I learnt the hard way how Labour fail on diversity

Rohan Silva

“But the Tories are racist!” That was the reaction of a close friend when I “came out” to her as, ahem, thinking about batting for the other side.

I was in my early 20s at the time, and up to that point I’d always been Left-leaning. (If you’re not a socialist at 20, you haven’t got a heart, as they say…)

I’d spent time volunteering at the headquarters of the Labour Party, and one of the things that was making me think twice about my political allegiance was the way well-meaning Labour apparatchiks reacted to the colour of my skin.

They kept asking me to do things like go on BBC Asian Network, or hand out leaflets in predominantly Asian areas — because that’s what they thought brown politicos ought to be doing: talking to other brown people.

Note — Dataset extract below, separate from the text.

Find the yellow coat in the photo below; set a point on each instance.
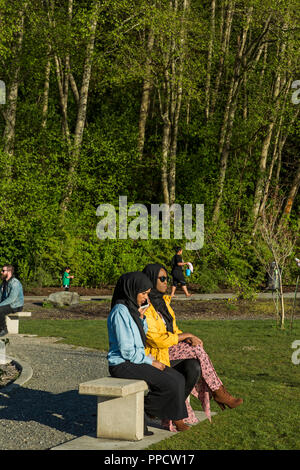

It’s a way of thinking that shapes Labour’s approach to race, with ethnic minorities seen not as individuals, but as members of an ethnic “community”. Consciously or not, it’s an extension of the way the Left tends to see people as part of a “class” rather than as individuals in their own right.

Whatever the underlying political theory, all I can say is that the way Labour folks treated me made me feel incredibly uncomfortable and self-conscious about my race, when frankly I’d have preferred not to think about it very much.

When I went to the dark side and started working for George Osborne and David Cameron, I was relieved to discover that they and other Tories saw me as a person, not a representative of an entire ethnic group.

I really think this individualistic mindset helps explain why the Tories are so far ahead of Labour when it comes to having a leadership team that reflects the diversity of modern Britain.

Liz Truss and Kwasi Kwarteng (Dylan Martinez/PA Wire)

While Labour is still waiting for its first female leader, the Tories have had three female Prime Ministers, a non-white Prime Minister, four non-white Chancellors, a non-white Foreign Secretary and three non-white Home Secretaries.

The Tories have screwed up a lot recently, but they do deserve credit for cultivating such a diverse team without resorting to racially divisive quotas or demeaning positive discrimination.

It just goes to show the power of treating people with darker skin as individuals. Labour should try it sometime.